Here's the same algorithm as in my first answer, applied to the iris data set. Each row contains four spatial measurements of the flowers form three different varieties of iris plants.
Below that you will find the iris analysis, written out as nested loops so you can see the equivalence. But that's not recommended for production with large data sets.
Please familiarize yourself with starting data and all of the intermediate dataframes:
The input iris data
psm_scaled (the spatial measurements, scaled to mean=0, SD=1)
cs (the matrix of pairwise similarities)
cs.melt (the pairwise similarities in long format)
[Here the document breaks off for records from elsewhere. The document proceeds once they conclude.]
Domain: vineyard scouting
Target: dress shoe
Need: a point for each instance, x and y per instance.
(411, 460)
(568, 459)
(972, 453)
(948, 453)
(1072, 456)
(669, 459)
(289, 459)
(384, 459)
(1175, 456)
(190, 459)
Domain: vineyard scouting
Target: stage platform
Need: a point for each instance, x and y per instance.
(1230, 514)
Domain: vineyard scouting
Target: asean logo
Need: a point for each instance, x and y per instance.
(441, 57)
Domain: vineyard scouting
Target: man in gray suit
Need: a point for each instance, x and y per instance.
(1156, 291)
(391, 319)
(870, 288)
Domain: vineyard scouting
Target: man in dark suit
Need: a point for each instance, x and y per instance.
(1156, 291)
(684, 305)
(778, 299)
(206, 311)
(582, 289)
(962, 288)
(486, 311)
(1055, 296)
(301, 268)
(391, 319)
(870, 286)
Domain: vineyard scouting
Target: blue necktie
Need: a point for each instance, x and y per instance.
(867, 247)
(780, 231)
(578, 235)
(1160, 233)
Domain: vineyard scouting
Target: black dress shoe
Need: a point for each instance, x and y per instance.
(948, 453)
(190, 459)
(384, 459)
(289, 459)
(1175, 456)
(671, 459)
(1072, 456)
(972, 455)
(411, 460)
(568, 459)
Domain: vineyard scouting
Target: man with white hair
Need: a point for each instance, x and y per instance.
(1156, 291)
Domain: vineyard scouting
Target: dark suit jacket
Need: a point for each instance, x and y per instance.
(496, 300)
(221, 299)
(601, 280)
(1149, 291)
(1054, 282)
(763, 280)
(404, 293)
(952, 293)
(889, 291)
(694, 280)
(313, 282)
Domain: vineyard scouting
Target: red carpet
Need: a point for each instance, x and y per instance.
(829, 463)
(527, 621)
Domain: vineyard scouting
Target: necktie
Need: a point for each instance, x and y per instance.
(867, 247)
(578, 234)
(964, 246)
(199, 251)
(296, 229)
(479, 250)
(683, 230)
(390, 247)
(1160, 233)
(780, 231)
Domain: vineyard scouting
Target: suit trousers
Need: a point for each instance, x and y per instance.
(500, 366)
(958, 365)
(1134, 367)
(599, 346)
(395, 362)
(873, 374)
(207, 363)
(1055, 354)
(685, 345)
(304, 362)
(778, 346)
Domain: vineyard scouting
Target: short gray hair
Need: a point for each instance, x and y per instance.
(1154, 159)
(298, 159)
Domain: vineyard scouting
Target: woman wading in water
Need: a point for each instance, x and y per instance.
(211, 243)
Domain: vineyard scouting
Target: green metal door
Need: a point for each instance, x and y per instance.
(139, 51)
At the end I have aggregated the mean similarities for all comparisons between one variety and another. You will see that comparisons between individuals of the same variety have mean similarities approaching 1, and comparisons between individuals of the same variety have mean similarities approaching negative 1.
library(lsa)
library(reshape2)
temp <- iris[, 1:4]
iris.names <- paste0(iris$Species, '.', rownames(iris))
psm_scaled <- scale(temp)
rownames(psm_scaled) <- iris.names
cs <- lsa::cosine(t(psm_scaled))
# this is super inefficient, because cs contains
# two identical triangular matrices
cs.melt <- melt(cs)
cs.melt <- as.data.frame(cs.melt)
names(cs.melt) <- c("enc.A", "enc.B", "similarity")
names(cs.melt) <- c("flower.A", "flower.B", "similarity")
class.A <-
strsplit(as.character(cs.melt$flower.A), '.', fixed = TRUE)
cs.melt$class.A <- sapply(class.A, function(one.split) {
return(one.split[1])
})
class.B <-
strsplit(as.character(cs.melt$flower.B), '.', fixed = TRUE)
cs.melt$class.B <- sapply(class.B, function(one.split) {
return(one.split[1])
})
cs.melt$comparison <-
paste0(cs.melt$class.A , '_vs_', cs.melt$class.B)
cs.agg <-
aggregate(cs.melt$similarity, by = list(cs.melt$comparison), mean)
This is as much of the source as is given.